I started rebuilding my freelance career. I talked to old contacts and sought short-term contracts. I got the wheels turning again, albeit slowly. At long last I had more time to pursue my own path. I pulled the shades open, sat by my window and began to write. Shortly afterward, my country caught fire.
I always, in my heart of hearts, knew that this is going to happen. In all honesty though, I very much doubted that I would be fortunate enough to experience it in my lifetime. It’s a milestone wrought with tragedy, savagery, mayhem and stupendous loss but such is the path of revolution and its inevitability. I don’t expect to reap the benefits any time soon but I’m confident that my children and theirs will be free. I have no doubt whatsoever and this is precisely why I consider myself lucky.

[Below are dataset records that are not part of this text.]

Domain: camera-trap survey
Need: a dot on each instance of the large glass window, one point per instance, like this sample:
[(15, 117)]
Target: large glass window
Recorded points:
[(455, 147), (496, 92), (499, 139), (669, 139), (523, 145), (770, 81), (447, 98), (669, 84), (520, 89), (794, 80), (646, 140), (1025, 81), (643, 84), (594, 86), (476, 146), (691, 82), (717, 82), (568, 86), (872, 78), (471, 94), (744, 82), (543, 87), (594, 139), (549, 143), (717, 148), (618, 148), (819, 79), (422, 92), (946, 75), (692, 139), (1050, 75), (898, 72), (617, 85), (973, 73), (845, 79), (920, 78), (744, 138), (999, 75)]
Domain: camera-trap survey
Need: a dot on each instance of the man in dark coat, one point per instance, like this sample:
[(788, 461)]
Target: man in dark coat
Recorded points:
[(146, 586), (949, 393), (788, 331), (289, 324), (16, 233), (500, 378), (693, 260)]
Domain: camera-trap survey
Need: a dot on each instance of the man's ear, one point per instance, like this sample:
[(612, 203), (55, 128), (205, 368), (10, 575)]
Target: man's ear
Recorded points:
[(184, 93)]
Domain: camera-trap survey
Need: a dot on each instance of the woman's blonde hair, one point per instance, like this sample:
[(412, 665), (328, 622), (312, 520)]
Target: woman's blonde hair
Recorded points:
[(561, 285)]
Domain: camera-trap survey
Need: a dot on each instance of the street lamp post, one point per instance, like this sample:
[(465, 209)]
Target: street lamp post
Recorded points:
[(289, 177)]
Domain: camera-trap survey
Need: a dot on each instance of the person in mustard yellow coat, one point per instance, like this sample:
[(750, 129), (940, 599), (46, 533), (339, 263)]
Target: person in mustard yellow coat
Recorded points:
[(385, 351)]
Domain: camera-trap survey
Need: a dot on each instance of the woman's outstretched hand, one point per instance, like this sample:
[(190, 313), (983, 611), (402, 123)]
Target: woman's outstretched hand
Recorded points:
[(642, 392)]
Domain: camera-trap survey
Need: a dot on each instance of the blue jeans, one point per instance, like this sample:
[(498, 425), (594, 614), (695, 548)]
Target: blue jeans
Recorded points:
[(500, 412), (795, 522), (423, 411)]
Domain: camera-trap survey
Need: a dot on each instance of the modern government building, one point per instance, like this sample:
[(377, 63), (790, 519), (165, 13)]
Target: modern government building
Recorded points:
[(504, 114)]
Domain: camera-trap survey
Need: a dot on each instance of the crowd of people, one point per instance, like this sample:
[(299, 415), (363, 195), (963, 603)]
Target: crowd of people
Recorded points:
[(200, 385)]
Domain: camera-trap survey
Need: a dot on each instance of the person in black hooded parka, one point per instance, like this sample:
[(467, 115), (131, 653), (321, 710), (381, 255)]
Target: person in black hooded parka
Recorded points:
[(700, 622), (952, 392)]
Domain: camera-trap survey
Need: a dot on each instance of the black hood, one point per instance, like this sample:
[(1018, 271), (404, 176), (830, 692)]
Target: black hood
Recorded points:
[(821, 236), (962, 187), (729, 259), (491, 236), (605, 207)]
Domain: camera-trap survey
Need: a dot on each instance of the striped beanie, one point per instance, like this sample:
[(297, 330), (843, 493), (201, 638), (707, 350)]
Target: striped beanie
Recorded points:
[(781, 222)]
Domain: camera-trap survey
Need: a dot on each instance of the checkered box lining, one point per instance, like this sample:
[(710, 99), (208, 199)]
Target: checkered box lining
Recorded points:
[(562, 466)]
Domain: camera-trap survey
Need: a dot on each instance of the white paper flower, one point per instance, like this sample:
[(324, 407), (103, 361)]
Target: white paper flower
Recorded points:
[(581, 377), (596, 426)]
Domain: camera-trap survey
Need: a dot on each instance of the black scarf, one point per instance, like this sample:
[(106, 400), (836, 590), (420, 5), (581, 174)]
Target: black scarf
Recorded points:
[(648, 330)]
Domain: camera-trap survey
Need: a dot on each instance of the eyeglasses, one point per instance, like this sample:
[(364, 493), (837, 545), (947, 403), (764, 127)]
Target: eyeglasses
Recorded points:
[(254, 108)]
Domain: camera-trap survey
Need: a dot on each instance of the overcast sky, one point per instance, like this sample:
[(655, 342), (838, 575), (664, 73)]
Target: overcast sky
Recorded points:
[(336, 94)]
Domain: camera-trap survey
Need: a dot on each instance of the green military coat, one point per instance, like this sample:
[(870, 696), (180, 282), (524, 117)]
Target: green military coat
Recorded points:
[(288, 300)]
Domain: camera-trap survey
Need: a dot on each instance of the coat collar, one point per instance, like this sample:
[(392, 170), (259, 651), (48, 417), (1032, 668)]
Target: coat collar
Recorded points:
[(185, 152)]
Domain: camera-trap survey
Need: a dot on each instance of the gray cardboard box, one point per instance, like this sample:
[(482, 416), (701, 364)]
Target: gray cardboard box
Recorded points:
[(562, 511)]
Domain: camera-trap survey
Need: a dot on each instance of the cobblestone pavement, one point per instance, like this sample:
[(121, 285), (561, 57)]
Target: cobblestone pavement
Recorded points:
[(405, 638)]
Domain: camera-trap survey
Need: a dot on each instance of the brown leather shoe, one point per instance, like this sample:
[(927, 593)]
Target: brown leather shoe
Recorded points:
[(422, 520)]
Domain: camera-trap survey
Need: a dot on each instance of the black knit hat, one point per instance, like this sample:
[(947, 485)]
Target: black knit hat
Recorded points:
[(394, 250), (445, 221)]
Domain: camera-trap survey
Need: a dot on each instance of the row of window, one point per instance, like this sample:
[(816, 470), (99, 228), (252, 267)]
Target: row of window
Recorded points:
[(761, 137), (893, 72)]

Courtesy of http://www.guardian.co.uk/money/2010/jan/06/burning-books-wales
Evidently though I’m an amateur writer, or it could be that I’m simply scared. Perhaps in all reality, I’m both. I flipped open a blank page and embarked on a novel. I molded the characters, breathed life into their names, and escorted them along the first steps of an intriguing plot. I turned the sunlight on and summoned voices and sounds from the past. I channeled the morning breeze to stir the leaves of the eucalyptus trees then blew on the ripples of the sea to prod them into breaking softly on the sandy beach. My novel is a fictitious journey into the souls of people I intimately knew but never personally met. If it were to even brush with the world of politics it would do it noncommittally and only as an unavoidable background noise. Yet when we started dying in the dozens, day after day after day I lost all ability to imagine. Imagine a novel without imagination. The last written page stared at me for a month, then two before I closed the notebook. A professional writer would have overcome the dire circumstances and continued to write unaffected, unperturbed. Even a novice could have put his work on a shelf and started on something else in an attempt to dress the wound so to speak.
I don’t dare write the truth, for although I can pack up, leave and not return until the nightmare is over, I’m scared for those staying behind. All I can do to loosen the grip of the mind-cuffs is to sputter laconically cryptic posts on my blog every now and then. I scribe sporadic words to deaden the dull ache in my conscience, and to maintain my untarnished legacy at the minimum sustainable level. To declare that I'm a coward takes a lot of courage, so I console myself. Perhaps this explains my bitterness toward those intellectuals on the inside who soiled their reputations by equating the criminals with the victims and my contempt for the expats who chose to stand on the bestial side of humanity.
How others perceive us is ephemeral but we all have to live with ourselves for the rest of our lives. I won't write a word I don't believe in even if I have to stop writing.